If Europe ceased to be an ally to the US and instead became hostile (due to being occipied by e.g. Russia), then it very much would be the US's problem.


I noticed you weren't able to provide any compelling concrete examples, as expected.

At best, the US does a bad job of providing global public goods which benefit all nations. At the peak of the British Empire, the Brits controlled 25% of the globe. By contrast, US territory barely expanded in the wake of WW2, during the period that we've supposedly been running the world for our own benefit.

During this period, relative US economic strength also declined considerably: https://www.visualcapitalist.com/u-s-share-of-global-economy...

>Presumably you would still like to spend some dollars defending the US? How many dollars do you think is the difference? (keep in mind there are many nonlinearities in defense spending: you can very easily cut spending by 20% and wind up with 20% of the capability instead of 80%) The US's presense in Europe is very much strategically part of the US defending itself.

I think we should have a nuclear deterrent.
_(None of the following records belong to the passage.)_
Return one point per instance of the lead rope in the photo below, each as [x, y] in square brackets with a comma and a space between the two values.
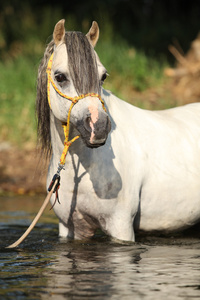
[55, 183]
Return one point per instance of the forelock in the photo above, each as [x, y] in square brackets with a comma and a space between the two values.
[82, 63]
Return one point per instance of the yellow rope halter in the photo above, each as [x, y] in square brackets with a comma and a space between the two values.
[74, 100]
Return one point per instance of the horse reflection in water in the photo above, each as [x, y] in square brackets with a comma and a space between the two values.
[131, 169]
[104, 271]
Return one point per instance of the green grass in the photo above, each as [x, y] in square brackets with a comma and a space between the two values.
[129, 71]
[17, 97]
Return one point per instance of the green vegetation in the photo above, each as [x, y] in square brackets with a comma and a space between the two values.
[133, 36]
[129, 71]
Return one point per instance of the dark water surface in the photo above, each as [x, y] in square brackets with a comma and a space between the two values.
[46, 267]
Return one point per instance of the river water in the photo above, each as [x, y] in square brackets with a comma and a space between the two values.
[46, 267]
I don't think we should have bases in Europe or commitments to defend foreign countries. We should evaluate all of our spending on the basis of how much it helps with homeland defense.

>If Europe ceased to be an ally to the US and instead became hostile (due to being occipied by e.g. Russia), then it very much would be the US's problem.

I don't seek a hostile relationship with Russia. It's critical for global peace and stability that the major powers have good relationships.

Part of the strategy is to stop inserting ourselves in foreign conflicts so we have less need for military spending. We get nothing but complaints for inserting ourselves in foreign conflicts anyways. If things go right, our involvement is forgotten or taken for granted; if things go wrong, somehow it is always our fault.


> providing global public good

> At the peak of the British Empire

Global public goods and peak British Empire don't belong in the same thought IMO. Might as well go in about how great a public good the Belgians and French brought to Africa in their heyday.

I definitely agree the US shouldn't insert itself as much directly like the Iraq wars. But thinking that means we should walk away from controlling global naval shipping and near immediate air presence is missing out the enormous soft power we can project. Align with us on trade and we'll make sure your ships can leave, your planes can take off. Disagree, and we'll see who answers the call when those Houthis start shooting at your boats.

Losing those air fields and making the Navy considerably smaller massively reduces the ability for the US to project security on a global state.

Meanwhile the Trump administration cuts programs while ballooning the military budget to $1T...


>Global public goods and peak British Empire don't belong in the same thought IMO. Might as well go in about how great a public good the Belgians and French brought to Africa in their heyday.

Yes, I was deliberately contrasting the US with the British Empire. The British Empire is what it looks like when a nation actually runs the world for its own benefit.

>But thinking that means we should walk away from controlling global naval shipping and near immediate air presence is missing out the enormous soft power we can project.

Again: Give me concrete examples of the benefits from this, which justify hundreds of billions of dollars in military spending.

>Losing those air fields and making the Navy considerably smaller massively reduces the ability for the US to project security on a global state.

I don't want to "project security" on a global scale.

>Meanwhile the Trump administration cuts programs while ballooning the military budget to $1T...

I'm a Democrat. I voted against Trump.